GigaSpeech
GigaSpeech is a vast multi-domain English corpus of up to 10,000 hours of high-quality audio from audiobooks, podcasts, and YouTube videos. It includes different speech styles, from read speech to spontaneous speech, on a variety of topics. The dataset is designed for automatic speech recognition (ASR) and speech synthesis (TTS).
Up to 10,000 hours of transcribed audio, WAV/opus files, various audio segments
Apache 2.0
Description
The dataset GigaSpeech contains a vast array of audio transcribed in English, collected from a variety of sources such as audiobooks, podcasts, and YouTube videos. It offers several configurations ranging from 10 hours (XS) to 10,000 hours (XL) to adapt to research and industrial needs. The audio segments are accompanied by accurate text transcripts, making it possible to train robust speech recognition and synthesis models.
What is this dataset for?
- Train automatic speech recognition (ASR) models in English on large amounts of data.
- Form speech synthesis systems (TTS) from varied and quality audio.
- Test and evaluate models in various thematic areas and speech styles.
Can it be enriched or improved?
Yes, the dataset can be supplemented with additional annotations, finer segmentations, or integrations of new audio sources. It is also possible to adapt transcripts for specific use cases or to add metadata to enrich user experiences.
🔎 In summary
🧠 Recommended for
- Specialists in ASR
- TTS projects
- Audio AI researchers
🔧 Compatible tools
- Kaldi
- ESPnet
- Hugging Face Transformers
- Wav2vec 2.0
- SpeechBrain
💡 Tip
Use the various configurations to adjust the volume according to your resources and needs.

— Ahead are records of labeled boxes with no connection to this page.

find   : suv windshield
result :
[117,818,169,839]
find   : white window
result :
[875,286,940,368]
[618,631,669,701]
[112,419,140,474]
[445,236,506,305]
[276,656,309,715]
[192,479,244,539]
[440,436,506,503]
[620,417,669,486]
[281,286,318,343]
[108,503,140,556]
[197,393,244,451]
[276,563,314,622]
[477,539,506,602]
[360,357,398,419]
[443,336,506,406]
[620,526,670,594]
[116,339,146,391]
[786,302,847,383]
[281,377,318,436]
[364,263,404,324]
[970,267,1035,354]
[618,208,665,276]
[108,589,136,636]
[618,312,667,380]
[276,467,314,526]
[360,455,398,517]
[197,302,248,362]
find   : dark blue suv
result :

Frequently Asked Questions
What are GigaSpeech's main audio sources?
Audiobooks, podcasts, and YouTube videos covering a variety of topics and speaking styles.
Can GigaSpeech be used for text-to-speech (TTS)?
Yes, the dataset is suitable for training text-to-speech models in addition to speech recognition.
Does the dataset contain multiple subset sizes?
Yes, it offers five configurations of different sizes, from 10 hours (XS) to 10,000 hours (XL), to adapt to various uses.